Good food takes time.
Great food takes a lot of time.
Excellent food takes about six months.
Alobar opened on Vernon Boulevard after months of the usual batch of roadblocks faced by new restaurants in every corner of the city. During that tenuous time, residents would regularly peek in and examine the fully decorated space – cries of, “when, by God, when?!” could be heard as far as the Gantries.
The LIC community is one that craves originality. Run-of-the-mill joints like Dunkin Donuts or Subway can come in, stake a claim and probably do respectable business. However, such establishments will be ridiculed on blogs, roundly shunned by the majority of neighborhood regulars and criticized by know-it-all journalists.
We know what we want in our lives and in our gaping maws. We want effort, we want succulence, we want innovation – and at Alobar we get what we want.
The restaurant gives eaters something new and creative each and every visit, with quality ingredients that come from less than 200 miles away. The freshness is evident and that fact slaps you in the face the moment the first dish arrives.
Alobar’s Charcuterie comes as either a small or large plate – order the large, you won’t regret it. This appetizer revs the salivary glands with a veritable butcher’s list of choice cuts including spicy and sweet salamis, Virginia prosciutto, guanciale, duck rilette and foie gras with white truffle mousse. A word of caution: the guanciale, a cut from the pig’s cheeks or jowls, will make your knees weak.

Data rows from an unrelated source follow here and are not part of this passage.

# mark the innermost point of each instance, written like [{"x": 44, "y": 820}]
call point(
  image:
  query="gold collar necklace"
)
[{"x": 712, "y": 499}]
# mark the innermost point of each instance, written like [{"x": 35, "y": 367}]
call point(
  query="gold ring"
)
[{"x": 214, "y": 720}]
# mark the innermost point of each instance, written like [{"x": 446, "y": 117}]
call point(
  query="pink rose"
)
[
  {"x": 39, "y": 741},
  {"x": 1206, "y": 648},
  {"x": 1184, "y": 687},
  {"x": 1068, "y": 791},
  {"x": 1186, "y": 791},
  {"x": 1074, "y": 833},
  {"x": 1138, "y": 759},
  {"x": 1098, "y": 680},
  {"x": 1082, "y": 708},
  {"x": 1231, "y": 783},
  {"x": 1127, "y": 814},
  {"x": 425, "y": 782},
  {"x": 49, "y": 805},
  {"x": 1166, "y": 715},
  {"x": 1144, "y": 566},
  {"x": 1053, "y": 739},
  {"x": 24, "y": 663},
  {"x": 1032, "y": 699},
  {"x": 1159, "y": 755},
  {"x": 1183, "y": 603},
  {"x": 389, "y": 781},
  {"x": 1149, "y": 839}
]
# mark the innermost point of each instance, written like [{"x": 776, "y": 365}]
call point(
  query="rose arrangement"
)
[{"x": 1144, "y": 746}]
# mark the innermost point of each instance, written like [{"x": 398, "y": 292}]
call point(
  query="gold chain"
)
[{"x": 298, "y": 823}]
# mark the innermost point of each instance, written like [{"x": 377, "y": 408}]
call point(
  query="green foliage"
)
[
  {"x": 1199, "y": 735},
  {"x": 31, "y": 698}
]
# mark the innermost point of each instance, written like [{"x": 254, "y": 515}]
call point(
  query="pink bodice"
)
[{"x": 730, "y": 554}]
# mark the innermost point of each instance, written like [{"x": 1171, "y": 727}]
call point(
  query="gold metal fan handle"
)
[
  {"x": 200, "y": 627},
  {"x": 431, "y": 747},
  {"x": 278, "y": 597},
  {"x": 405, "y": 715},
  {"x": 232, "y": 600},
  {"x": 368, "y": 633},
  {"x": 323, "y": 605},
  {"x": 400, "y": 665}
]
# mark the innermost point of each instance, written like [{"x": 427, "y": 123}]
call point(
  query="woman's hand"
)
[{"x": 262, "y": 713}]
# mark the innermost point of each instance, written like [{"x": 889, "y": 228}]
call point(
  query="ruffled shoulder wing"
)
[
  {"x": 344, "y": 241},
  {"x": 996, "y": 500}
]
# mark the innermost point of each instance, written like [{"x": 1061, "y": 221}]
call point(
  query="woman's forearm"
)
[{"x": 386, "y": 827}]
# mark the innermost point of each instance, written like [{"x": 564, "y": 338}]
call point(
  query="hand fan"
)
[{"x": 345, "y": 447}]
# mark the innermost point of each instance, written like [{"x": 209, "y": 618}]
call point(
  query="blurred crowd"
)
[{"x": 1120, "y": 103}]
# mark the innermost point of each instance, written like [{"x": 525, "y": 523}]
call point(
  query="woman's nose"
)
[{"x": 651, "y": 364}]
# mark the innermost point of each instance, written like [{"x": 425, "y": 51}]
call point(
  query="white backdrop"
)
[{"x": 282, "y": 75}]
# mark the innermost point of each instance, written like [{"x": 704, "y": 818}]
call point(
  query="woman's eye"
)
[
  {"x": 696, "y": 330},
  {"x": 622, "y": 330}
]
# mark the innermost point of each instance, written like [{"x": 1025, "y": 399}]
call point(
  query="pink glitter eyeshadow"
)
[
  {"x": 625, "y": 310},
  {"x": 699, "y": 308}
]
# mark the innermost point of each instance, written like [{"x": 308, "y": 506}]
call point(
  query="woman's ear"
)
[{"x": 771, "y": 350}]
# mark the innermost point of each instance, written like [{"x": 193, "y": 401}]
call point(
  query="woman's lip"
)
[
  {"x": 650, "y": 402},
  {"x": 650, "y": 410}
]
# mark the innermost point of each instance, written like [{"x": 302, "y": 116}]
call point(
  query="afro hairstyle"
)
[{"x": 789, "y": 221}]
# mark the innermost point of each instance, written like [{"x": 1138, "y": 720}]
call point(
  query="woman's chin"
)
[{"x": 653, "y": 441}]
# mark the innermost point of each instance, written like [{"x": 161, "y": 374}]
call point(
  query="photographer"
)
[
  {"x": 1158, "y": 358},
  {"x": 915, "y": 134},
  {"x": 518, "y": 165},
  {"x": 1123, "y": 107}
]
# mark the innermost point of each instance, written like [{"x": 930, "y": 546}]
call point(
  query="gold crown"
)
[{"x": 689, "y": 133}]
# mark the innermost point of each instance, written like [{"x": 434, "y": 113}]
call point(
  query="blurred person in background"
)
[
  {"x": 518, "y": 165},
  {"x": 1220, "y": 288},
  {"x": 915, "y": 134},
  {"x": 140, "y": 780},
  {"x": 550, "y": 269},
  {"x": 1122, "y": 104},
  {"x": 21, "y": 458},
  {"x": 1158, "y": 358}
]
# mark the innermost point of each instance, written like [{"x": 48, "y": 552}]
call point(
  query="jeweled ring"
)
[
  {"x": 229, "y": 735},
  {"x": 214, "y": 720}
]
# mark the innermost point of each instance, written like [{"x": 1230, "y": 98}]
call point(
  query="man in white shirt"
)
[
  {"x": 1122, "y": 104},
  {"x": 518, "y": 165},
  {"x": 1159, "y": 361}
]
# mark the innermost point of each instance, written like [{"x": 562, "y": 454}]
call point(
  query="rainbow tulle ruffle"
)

Post-cheese plate, check out Alobar’s small plates. Of course “small” is a relative term here, as these dishes are huge in flavor and ingredients. In this section, the wise eater will grab the wild mushroom toast. This dish might become your favorite food – not your favorite item on the menu, but your favorite food, period. The toast is stacked and mingles perfectly with smoked ricotta, roasted garlic, red wine onions and topped with, of all things, a duck egg.
From now on, I propose we top EVERYTHING with a duck egg, as it adds a certain richness and buttery texture to this dish. Oh, and the toast is swimming in a bacon gastrique – it’s like a breakfast Einstein would have come up with.
Other small plates include pumpkin risotto, little neck clams and roasted bone marrow with snail butter – order it and find out.
Before the entrees come out, let’s examine the “Snacks & Sides” section of the menu. When you see the words Amish Pig Tails, you might think bite-sized morsels of chewy pig parts. Wrong. These tails are big, fatty and meaty – slathered in barbecue sauce, they taste like the greatest pork ribs anyway, anytime.
As for those entrees, Alobar’s menu features so many enticing options that choosing one might give you brain freeze. Don’t fret, order the roasted pig and reassure yourself that there will be many more visits. The roasted pig is a delicious cross section of dark and white meat, with a cap of fat and crisp skin. This succulent beauty rests atop cheddar risotto and is accompanied by Kentucky fried apples.
Other dishes to come back for include braised short ribs, braised octopus and oxtail, mac and cheese carbonara, smoked salmon filet, organic roasted chicken and a burger taken to a whole other level.
Alobar’s cocktails should be a constant throughout the meal, as they have something for lightweights to heavyweights and everyone in between. They also have an impressive wine list and a collection of beers that do not cater to the likes of Anheuser-Busch.
The restaurant is also open for lunch and brunch, featuring tweaked versions of dinner options, along with a few exclusive items. I already have plans for a weekend brunch visit.
Alobar is a top shelf restaurant with unforgettable food, wonderful décor and a staff of pleasant and knowledgeable professionals. Listen to this reviewer, follow your stomach and get yourself to Alobar for a meal among friends.